简单题。
特判掉 \(m = n - 1\) 的情况,此时一定能找到一个大小为 \(\left\lceil\frac{k}{2}\right\rceil\) 的独立集,二分图染色即可。
否则,我们建出 dfs tree,找到一条连接的两个端点深度之差最小的返祖边,设它为 \((u, v)\),且 \(dep_u > dep_v\)。
若环长 \(c = dep_u - dep_v + 1 \le k\) 就完成任务了,否则 \(c > k\),我们在环上隔一个点取一个点即可。因为这是长度最小的环,所以中间不会再出现返祖边。
code
// Problem: D. Ehab's Last Corollary
// Contest: Codeforces - Codeforces Round 649 (Div. 2)

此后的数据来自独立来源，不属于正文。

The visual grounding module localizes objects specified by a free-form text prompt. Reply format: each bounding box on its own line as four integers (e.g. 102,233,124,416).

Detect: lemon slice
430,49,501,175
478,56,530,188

// URL: https://codeforces.com/problemset/problem/1364/D
// Memory Limit: 256 MB
// Time Limit: 1000 ms
//
// Powered by CP Editor (https://cpeditor.org)
#include <bits/stdc++.h>
#define pb emplace_back
#define fst first
#define scd second
#define mems(a, x) memset((a), (x), sizeof(a))
using namespace std;
typedef long long ll;
typedef unsigned long long ull;
typedef double db;
typedef long double ldb;
typedef pair<ll, ll> pii;
const int maxn = 100100;
int n, m, K, dep[maxn], fa[maxn], mnd = 1e9, U, V;
bool vis[maxn];
vector<int> G[maxn], vc[2];
void dfs(int u, int f) {
vis[u] = 1;
vc[dep[u] & 1].pb(u);
for (int v : G[u]) {
if (v == f) {
continue;
}
if (vis[v]) {
if (dep[u] > dep[v] && dep[u] - dep[v] + 1 < mnd) {
mnd = dep[u] - dep[v] + 1;
U = u;
V = v;
}
continue;
}
fa[v] = u;
dep[v] = dep[u] + 1;
dfs(v, u);
}
}
void solve() {
scanf("%d%d%d", &n, &m, &K);
for (int _ = 0, u, v; _ < m; ++_) {
scanf("%d%d", &u, &v);
G[u].pb(v);
G[v].pb(u);
}
dfs(1, -1);
if (m == n - 1) {
if (vc[0].size() < vc[1].size()) {
swap(vc[0], vc[1]);
}
puts("1");
for (int i = 0; i < (K + 1) / 2; ++i) {
printf("%d ", vc[0][i]);
}
return;
}
if (mnd <= K) {
printf("2\n%d\n", mnd);
for (int x = U; x != fa[V]; x = fa[x]) {
printf("%d ", x);
}
} else {
puts("1");
int cnt = 0;
for (int x = U, o = 1;; x = fa[x], o ^= 1) {
if (o) {
printf("%d ", x);
if ((++cnt) == (K + 1) / 2) {
break;
}
}
}
}
}
int main() {
int T = 1;
// scanf("%d", &T);
while (T--) {
solve();
}
return 0;
}